LONDON.- This autumn
Waddington Custot Galleries devotes the entire gallery to a major retrospective of Italian artist Fausto Melotti (1901 1986). Featuring almost 30 works, the exhibition spans 40 years of artistic production, from Diavolo (c 1945) to Carro delle illusioni (1984).
Renowned for his delicate brass, terracotta and cardboard sculptures, Melottis works unite various movements of 20th Century Italian art: the Futurist embrace of modernity, the metaphysical yearnings of the Surrealists and the material curiosity of Arte Povera.
Melottis early education in Florence introduced him to the art of the Renaissance which would have a profound influence throughout his life. In the interwar years, Melotti became a leading member of the group of Milanese abstract artists which included his lifelong friend Lucio Fontana. Inspired by his engineering and music studies, Melottis abstract sculpture privileged an immaterial, rhythmic, and intellectual effect in its viewers: a mixture of nature, geometry and music delicately expressed in brass or plaster.
The enormous human suffering caused by the Second World War compelled Melotti to introduce figures into his art. Works produced at this time such as small ceramic stage sets like Teatrino (circa 1950) were more narrative and theatrical than his earlier output; their fatalistic melancholy would endure in Melottis later work. Like the city squares of Giorgio de Chiricos metaphysical paintings, Melottis little theatres urge the viewer to narrative fragments to life and form a coherent performance. By the late 1960s Melotti's transformation of commonplace materials such as plaster and painted fabric linked him to the Arte Povera generation of artists. Many of his pieces make the ordinary appear unfamiliar: Lungo la roggia (1982) is a delicate sculpture of clothes left to dry outside.
This is the artists first major retrospective in London.

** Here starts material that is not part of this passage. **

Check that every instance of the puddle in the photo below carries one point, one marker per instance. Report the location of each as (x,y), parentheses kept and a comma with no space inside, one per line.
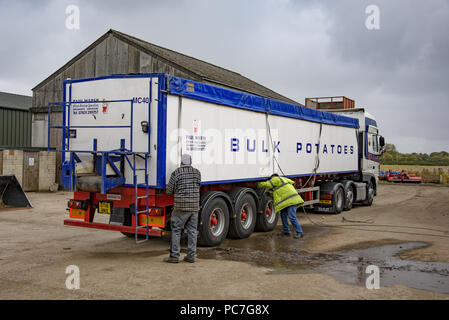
(285,255)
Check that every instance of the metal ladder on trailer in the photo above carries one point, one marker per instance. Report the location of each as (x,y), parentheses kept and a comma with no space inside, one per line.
(137,197)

Fausto Melotti (b. 1901, Raveneto, Italy; d. 1986, Milan, Italy) was educated in Florence and went on to complete a degree in electronic engineering in Milan. In 1928 he studied sculpture at Brera Academy, Milan, where he met Lucio Fontana. Melotti's first exhibition was held at the Galleria del Milione in Milan in 1935. In 1951 he was awarded the Grand Prix at the Milan Triennale. Solo exhibitions were held at the Museum am Ostwall, Dortmund (1971), the Marlborough Gallery, Zurich (1973), the Palazzo Reale, Milan (1979) and the Galleria Nazionale d'Arte Moderna, Rome (1983). After his death in 1986 his work was exhibited worldwide, including the Kodama Gallery, Osaka (1990) and Paolo Baldacci Gallery, New York (1994). Most recently the Museum of Contemporary Art at Grand Hornu, Belgium organised a major retrospective (2004). In 2013, the exhibition Klee-Melotti was held at the Museo dArte Lugano. Shortly after his death in 1986, Melotti was awarded the Golden Lion at the Venice Biennale.